Load the input data using readData (which performs basic integrity checks on column structure), then call buildExperiment without the optional secondary assay parameter to generate a SummarizedExperiment object. Extract the 'ratio' assay from the resulting experiment object and the primary assay values separately. Perform element-wise comparison across all compound–sample pairs to verify that ratio values equal primary assay values, confirming that the default internal standard divisor of 1 has negated the normalization effect. Generate a validation report documenting the equality check outcome for all observations.

## Related tools

- **mzQuality** (Provides buildExperiment function to construct SummarizedExperiment objects and readData for input validation; hosts example.tsv test dataset used to validate ratio assay default behavior.) — https://github.com/hankemeierlab/mzQuality
- **SummarizedExperiment** (Bioconductor container object that stores compound (rowData) and sample (colData) metadata alongside multiple assays (ratio, primary, ratio_corrected) enabling slot-based extraction and comparison.) — https://bioconductor.org/packages/release/bioc/vignettes/SummarizedExperiment/inst/doc/SummarizedExperiment.html
- **R** (Programming environment in which readData, buildExperiment, and element-wise assay extraction and comparison operations are executed.)

## Examples

```
path <- system.file('extdata', 'example.tsv', package = 'mzQuality'); exp <- buildExperiment(readData(path)); all.equal(assay(exp, 'ratio'), assay(exp, 'primary'))
```

## Evaluation signals

- All ratio assay values are numerically identical (or differ only by floating-point rounding error ≤ machine epsilon) to primary assay values across all compound–sample pairs.
- Validation report documents the count and percentage of observations passing equivalence test, with 100% pass rate indicating correct default behavior.
- No NaN, Inf, or missing values appear in the comparison result when input data is complete; presence of such values flags data quality issues.
- Repeating the test with an explicitly specified secondaryAssay parameter = 1 produces identical outcome, confirming equivalence of default and explicit divisor.
- Element-wise difference matrix (ratio - primary) contains only zeros or values within machine epsilon tolerance (e.g., < 1e-15 for double precision).

## Limitations

- Floating-point arithmetic may introduce rounding errors; exact equality testing must account for machine epsilon tolerance rather than strict zero difference.
- This validation assumes the primary assay contains no missing or NaN values; presence of such values will cause element-wise comparison to produce NA or FALSE results that mask the true default behavior.
- The secondaryAssay default value of 1 is specific to mzQuality's buildExperiment function; other tools or functions may have different or no defaults, making the equivalence test inapplicable.
- Test is limited to the specific case where secondaryAssay is omitted entirely; partial or conditional specification of secondary assay parameters may not follow the documented default.

## Evidence

- [other] Default internal standard divisor behavior: "When secondaryAssay is not provided to buildExperiment, its value defaults to 1, which negates the Internal Standard effect, making the ratio assay equal to the primary assay values."
- [other] Workflow for validation testing: "Load the example.tsv file from the mzQuality package using readData function, which performs basic checks on column integrity.
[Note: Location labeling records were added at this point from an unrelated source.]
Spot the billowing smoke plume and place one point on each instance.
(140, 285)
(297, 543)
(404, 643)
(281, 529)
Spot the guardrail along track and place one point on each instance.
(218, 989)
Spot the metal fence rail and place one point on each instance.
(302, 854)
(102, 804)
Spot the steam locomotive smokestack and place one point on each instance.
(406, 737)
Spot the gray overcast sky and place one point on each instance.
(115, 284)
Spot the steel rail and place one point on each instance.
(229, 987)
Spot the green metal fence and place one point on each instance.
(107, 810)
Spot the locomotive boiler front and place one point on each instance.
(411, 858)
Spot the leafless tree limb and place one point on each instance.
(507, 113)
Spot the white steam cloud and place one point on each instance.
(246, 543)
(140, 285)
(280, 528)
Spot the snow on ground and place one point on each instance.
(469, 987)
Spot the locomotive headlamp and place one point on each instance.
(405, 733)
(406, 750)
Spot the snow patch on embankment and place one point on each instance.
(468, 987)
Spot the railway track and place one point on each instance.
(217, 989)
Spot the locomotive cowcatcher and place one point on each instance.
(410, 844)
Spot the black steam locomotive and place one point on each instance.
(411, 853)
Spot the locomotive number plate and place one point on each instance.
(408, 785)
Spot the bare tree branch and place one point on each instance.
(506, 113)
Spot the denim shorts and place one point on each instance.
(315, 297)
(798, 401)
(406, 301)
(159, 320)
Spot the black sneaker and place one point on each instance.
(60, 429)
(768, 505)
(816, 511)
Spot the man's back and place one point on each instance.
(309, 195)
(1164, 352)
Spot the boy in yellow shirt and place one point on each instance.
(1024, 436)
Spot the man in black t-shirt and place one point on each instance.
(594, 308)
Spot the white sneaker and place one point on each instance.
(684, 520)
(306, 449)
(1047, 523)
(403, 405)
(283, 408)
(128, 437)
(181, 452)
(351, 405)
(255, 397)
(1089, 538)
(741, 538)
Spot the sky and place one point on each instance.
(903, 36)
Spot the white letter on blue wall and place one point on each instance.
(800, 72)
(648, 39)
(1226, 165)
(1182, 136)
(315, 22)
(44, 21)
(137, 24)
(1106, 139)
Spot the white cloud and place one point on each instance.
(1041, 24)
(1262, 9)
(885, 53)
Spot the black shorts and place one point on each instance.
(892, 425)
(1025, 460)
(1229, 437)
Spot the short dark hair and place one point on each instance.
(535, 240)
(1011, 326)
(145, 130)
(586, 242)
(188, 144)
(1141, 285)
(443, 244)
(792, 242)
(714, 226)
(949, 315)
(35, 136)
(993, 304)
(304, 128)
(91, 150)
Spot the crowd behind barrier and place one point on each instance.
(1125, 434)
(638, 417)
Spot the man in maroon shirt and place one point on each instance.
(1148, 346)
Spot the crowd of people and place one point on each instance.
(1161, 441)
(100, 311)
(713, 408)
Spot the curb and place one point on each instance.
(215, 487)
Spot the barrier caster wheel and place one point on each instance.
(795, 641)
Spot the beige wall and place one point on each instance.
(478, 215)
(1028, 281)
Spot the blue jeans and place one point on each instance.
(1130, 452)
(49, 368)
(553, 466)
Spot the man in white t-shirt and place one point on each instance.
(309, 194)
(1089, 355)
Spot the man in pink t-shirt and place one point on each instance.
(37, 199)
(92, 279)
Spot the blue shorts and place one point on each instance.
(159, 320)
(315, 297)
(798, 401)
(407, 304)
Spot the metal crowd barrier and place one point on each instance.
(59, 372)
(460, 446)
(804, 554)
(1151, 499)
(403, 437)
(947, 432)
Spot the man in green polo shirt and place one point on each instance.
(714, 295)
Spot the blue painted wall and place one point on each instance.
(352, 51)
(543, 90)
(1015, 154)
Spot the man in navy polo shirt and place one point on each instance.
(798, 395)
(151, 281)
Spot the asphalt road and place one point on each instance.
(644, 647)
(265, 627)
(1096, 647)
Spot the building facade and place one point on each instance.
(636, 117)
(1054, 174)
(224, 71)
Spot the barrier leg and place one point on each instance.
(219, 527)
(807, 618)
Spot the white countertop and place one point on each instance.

Call buildExperiment on the resulting data frame without specifying a"
- [other] Validation report generation: "Generate a validation report confirming equality across all compound–sample pairs."
- [readme] buildExperiment function and SummarizedExperiment usage: "The function `buildExperiment` allows you to create a *SummarizedExperiment* object from a data frame by specifying the following columns"
- [readme] Data import and integrity checking: "Once your files are ready, you can use the `readData` function to read in your data. It will check if all mandatory columns are present and if the data is in the correct format."